Computer Vision to Sound in the Browser

Web-based solutions are great when we need to run projects on many different devices without installing or configuring things. It is accessible and easy to distribute. This exercise demonstrates how computer vision data can be mapped directly to sound synthesis in the browser. The system runs entirely in JavaScript, using:

  • MediaPipe Hands for real-time hand tracking (via webcam)

  • WebAudio for browser-based audio synthesis

No installation is required. Everything runs locally in the browser once the camera is allowed:

Click for Browser Notes

Works best in Chrome / Chromium (desktop). Use HTTPS or https://localhost and click Start once to unlock audio.

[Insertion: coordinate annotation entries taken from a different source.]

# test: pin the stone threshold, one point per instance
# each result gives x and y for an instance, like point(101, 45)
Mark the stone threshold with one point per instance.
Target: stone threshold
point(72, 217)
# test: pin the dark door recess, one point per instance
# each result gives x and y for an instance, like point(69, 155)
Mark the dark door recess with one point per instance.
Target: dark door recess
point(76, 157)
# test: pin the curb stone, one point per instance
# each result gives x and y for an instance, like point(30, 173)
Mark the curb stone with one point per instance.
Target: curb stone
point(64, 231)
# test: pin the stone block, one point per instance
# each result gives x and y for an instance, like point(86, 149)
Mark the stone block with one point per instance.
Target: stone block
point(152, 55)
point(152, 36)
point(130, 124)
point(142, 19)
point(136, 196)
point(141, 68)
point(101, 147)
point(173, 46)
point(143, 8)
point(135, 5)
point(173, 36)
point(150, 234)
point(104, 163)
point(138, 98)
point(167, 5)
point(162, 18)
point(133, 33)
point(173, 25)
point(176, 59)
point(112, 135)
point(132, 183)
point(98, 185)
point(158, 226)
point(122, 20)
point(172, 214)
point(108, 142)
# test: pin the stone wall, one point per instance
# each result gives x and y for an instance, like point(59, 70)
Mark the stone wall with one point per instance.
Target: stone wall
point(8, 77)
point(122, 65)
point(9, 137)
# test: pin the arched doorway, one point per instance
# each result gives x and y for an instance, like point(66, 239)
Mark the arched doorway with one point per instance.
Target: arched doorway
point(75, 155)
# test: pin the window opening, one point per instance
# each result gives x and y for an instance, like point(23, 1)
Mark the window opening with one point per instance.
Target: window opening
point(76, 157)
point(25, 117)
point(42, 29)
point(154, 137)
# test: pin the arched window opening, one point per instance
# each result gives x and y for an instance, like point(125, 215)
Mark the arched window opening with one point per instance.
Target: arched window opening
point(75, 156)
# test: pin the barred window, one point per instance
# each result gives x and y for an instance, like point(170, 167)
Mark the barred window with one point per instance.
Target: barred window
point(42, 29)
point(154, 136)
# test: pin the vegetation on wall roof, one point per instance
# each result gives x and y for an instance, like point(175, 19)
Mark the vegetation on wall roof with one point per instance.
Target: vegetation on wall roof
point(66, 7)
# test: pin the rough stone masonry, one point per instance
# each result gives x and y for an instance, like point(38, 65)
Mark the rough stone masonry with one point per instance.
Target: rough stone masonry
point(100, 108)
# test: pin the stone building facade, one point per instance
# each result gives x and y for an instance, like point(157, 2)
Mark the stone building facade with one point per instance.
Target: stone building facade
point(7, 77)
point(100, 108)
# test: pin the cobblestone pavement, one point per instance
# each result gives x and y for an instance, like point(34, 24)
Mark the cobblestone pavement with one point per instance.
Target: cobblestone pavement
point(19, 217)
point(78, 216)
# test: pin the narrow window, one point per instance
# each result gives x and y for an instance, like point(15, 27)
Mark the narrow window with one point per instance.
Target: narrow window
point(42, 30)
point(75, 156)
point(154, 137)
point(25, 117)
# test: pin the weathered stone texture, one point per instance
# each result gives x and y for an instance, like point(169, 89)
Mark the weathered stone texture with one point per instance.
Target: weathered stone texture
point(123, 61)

  • Chrome / Edge (desktop) – full WebAudio + camera support; best iframe stability.
  • Firefox – reliable; may need an extra click in iframes.
  • Safari 16+ – HTTPS only; user gesture required; limited iframe camera access.
  • Mobile (Android / iOS) – slower tracking, rotation quirks, stricter permissions.
  • Older (< 2022) – missing WebAudio or MediaPipe WASM.
  • Privacy browsers (Brave / Vivaldi) – may silently block camera or WASM threads.
  • Incognito modes – often prevent persistent camera access.

Tip: Refresh after granting permission; use stable Wi-Fi; avoid nested iframes lacking allow="camera; microphone; autoplay".


The Details

We can download and run the code above on our local machine. This allows us to edit and adjust it as needed.

  • Save this HTML File by right-clicking and select save as.

  • Open the downloaded file with a browser to make sure it is running smoothly on your machine.
    • An internet connection is necessary for running the file, since it needs to access MediaPipe and WebAudio.

  • Open the HTML file in your editor of choice to understand and change:

Signal Flow

The program can be divided into three conceptual blocks:

  1. Vision tracking - The webcam feed is analyzed by the MediaPipe Hands model. - The position of the index fingertip is extracted in normalized coordinates (x and y between 0 and 1).

  2. Mapping - The X position (horizontal) controls pitch in MIDI note space. - The Y position (vertical) controls the filter cutoff frequency. - These values are scaled through the function mapXY().

  3. Sound synthesis - A single square oscillator feeds a low-pass filter. - The filter’s cutoff and the oscillator’s frequency are updated continuously according to the hand position.


Code Structure

The HTML file is organized into clear sections with comments:

  • Section A – Constants Adjustable numbers that define pitch and filter ranges. These are safe for students to modify.

  • Section B – Utilities Helper functions such as midiToHz() and clamp01().

  • Section C – AudioEngine A minimal subtractive synthesizer implemented with Tone.js.

  • Section D – VisionTracker A webcam interface and manual processing loop that stays stable inside iframes.

  • Section E – Application Glue Connects camera → mapping → sound, and updates the UI.

Within Section E, the function mapXY(iTip) is where students should experiment with the mapping between motion and sound.


Exercises

  1. Experiment with mapping Open the file and scroll to the section marked:

    === STUDENT SECTION: modify the mapping below ===

    Try these small edits:

    • Invert the horizontal control:

      const x = 1 - clamp01(iTip.x);
    • Quantize the pitch:

      const midi = Math.round(PITCH_MIN_MIDI + x * PITCH_RANGE);
    • Restrict the filter to a narrow band by lowering CUTOFF_MAX_HZ or raising CUTOFF_MIN_HZ.

  2. Add a new control parameter (optional) Use another landmark pair, such as the thumb tip (index 4), to compute a distance and map it to filter resonance Q.

  3. Reflect How does the choice of mapping affect the expressive quality of the interaction? What gestures feel most “instrumental”?